Civil Practice and Procedure –abatement - substitution of parties – substitution of a party bearing a power of attorney after the death of the done - whether substitution of substitution of a party bearing a power of attorney could be lawfully done after the death of the donee, and under what conditions - Civil Procedure Rules, 2010 (Cap 21 Sub Leg) order 24 rule 1; 3

Brief facts:
The respondent, acting under a general power of attorney granted by his mother, filed a suit seeking recovery of rent owed to his mother. During the pendency of the suit, the donor passed away. The respondent obtained limited letters of administration and applied for substitution as the plaintiff in the suit. The appellants contended that the suit had abated and that the power of attorney had been extinguished by the donor’s death.
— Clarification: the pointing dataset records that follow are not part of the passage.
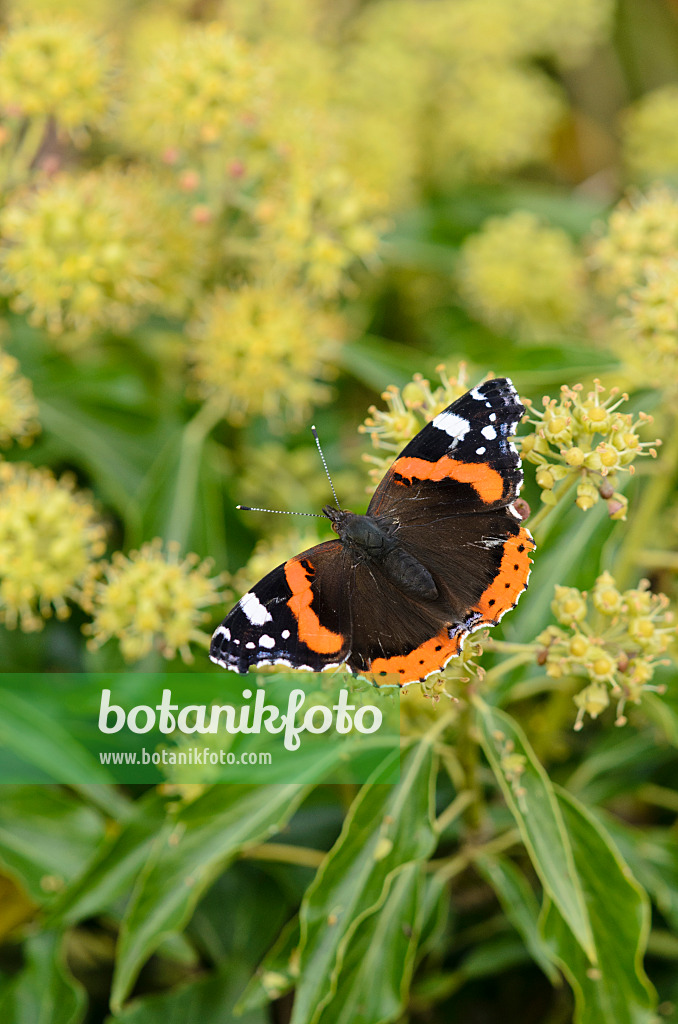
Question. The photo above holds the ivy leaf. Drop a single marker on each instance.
(45, 991)
(374, 981)
(520, 906)
(531, 797)
(387, 828)
(617, 990)
(187, 855)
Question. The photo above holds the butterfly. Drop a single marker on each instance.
(440, 552)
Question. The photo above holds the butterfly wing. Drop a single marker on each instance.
(278, 623)
(450, 498)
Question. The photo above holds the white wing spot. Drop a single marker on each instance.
(254, 609)
(452, 424)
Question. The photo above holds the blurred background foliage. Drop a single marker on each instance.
(220, 220)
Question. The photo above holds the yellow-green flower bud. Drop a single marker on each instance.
(579, 647)
(618, 506)
(601, 665)
(545, 477)
(587, 495)
(568, 605)
(574, 457)
(606, 597)
(593, 699)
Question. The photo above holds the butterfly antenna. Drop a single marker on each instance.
(248, 508)
(318, 442)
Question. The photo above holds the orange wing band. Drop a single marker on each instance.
(511, 579)
(314, 635)
(421, 662)
(485, 481)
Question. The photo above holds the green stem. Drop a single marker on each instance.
(26, 152)
(451, 866)
(194, 437)
(545, 514)
(467, 752)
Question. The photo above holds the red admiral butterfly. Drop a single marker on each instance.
(439, 553)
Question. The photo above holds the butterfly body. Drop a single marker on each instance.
(371, 540)
(439, 553)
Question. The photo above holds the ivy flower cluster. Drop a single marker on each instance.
(584, 439)
(613, 638)
(199, 89)
(318, 224)
(650, 145)
(517, 272)
(635, 262)
(18, 410)
(49, 537)
(96, 251)
(152, 599)
(54, 69)
(408, 410)
(262, 349)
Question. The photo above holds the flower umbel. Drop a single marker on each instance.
(517, 272)
(318, 224)
(54, 69)
(153, 598)
(18, 410)
(585, 438)
(650, 140)
(95, 251)
(408, 411)
(615, 644)
(200, 89)
(263, 349)
(49, 537)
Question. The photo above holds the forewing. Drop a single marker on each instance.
(461, 462)
(298, 615)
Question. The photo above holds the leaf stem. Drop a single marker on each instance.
(193, 438)
(539, 531)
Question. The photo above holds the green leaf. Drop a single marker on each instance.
(652, 856)
(46, 835)
(374, 980)
(534, 805)
(436, 905)
(385, 829)
(617, 990)
(520, 906)
(117, 865)
(209, 999)
(185, 858)
(45, 991)
(38, 738)
(278, 972)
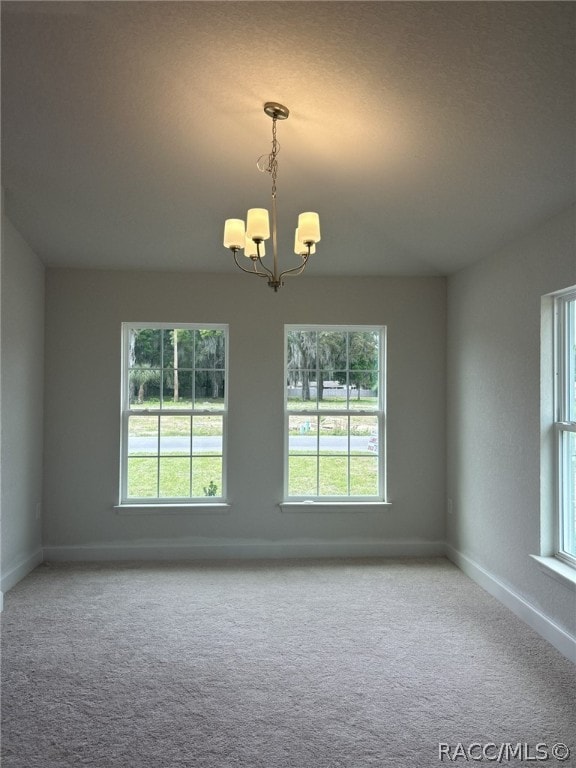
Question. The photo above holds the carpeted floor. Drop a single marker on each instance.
(323, 664)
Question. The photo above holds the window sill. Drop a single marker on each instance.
(558, 570)
(336, 506)
(186, 509)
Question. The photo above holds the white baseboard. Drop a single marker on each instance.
(13, 575)
(245, 550)
(535, 619)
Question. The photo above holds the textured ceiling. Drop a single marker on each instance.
(425, 134)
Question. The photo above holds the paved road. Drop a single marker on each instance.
(214, 444)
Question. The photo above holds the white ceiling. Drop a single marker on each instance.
(426, 134)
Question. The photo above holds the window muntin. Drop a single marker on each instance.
(173, 413)
(565, 305)
(334, 413)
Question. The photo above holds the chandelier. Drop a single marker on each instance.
(250, 236)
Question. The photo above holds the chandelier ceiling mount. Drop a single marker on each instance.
(250, 235)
The Magistrate's Court and the High Court rejected the appellants’ claims, holding that while the power of attorney ceased upon the donor's death, the cause of action survived, and the respondent could substitute himself as the plaintiff. Dissatisfied the appellant filed the instant appeal.

Issu es:

  1. Whether the power of attorney could survive the death of the donor
  2. Whether a legal suit initiated by a donee of a Power of Attorney abated upon the death of the donor.
  3. Whether substitution of substitution of a party bearing a power of attorney could be lawfully done after the death of the donee, and under what conditions.

Held:

  1. The power of attorney was extinguished upon death of the donor. In the instant case, when the respondent’s mother died, the power of attorney that anchored him to file the suit on behalf of his mother was dislodged. The suit did not nonetheless sink and the respondent was able to take quick action to salvage it and put it back on course. The expiry of the power of attorney did not kill the suit as intimated by the appellants.
  2. A suit abated 12 months after the death of a party if no substitution had been done. The suit had not abated as the cause of action, which was not personal to the deceased, survived her. The respondent was appointed as legal representative to that estate within 12 months and sought to be substituted as the plaintiff within the 12 months.
  3. The donor should have been named as the plaintiff in the suit followed by the name of the respondent, so that upon the death of his mother, and after obtaining the letters of administration ad litem, the substitution would have been flawless. The appellants would not be before the instant court telling the court that the respondent could not substitute himself. That was a technicality. It was not fatal and was found to be curable under article 159(2)(d) of the Constitution which provided that justice shall be administered without undue regard to procedural technicalities. The argument proffered by the appellants to prevent the respondent from pursuing his mother’s claim was flippant and the same was properly dismissed.

Appeal dismissed with costs to the respondent.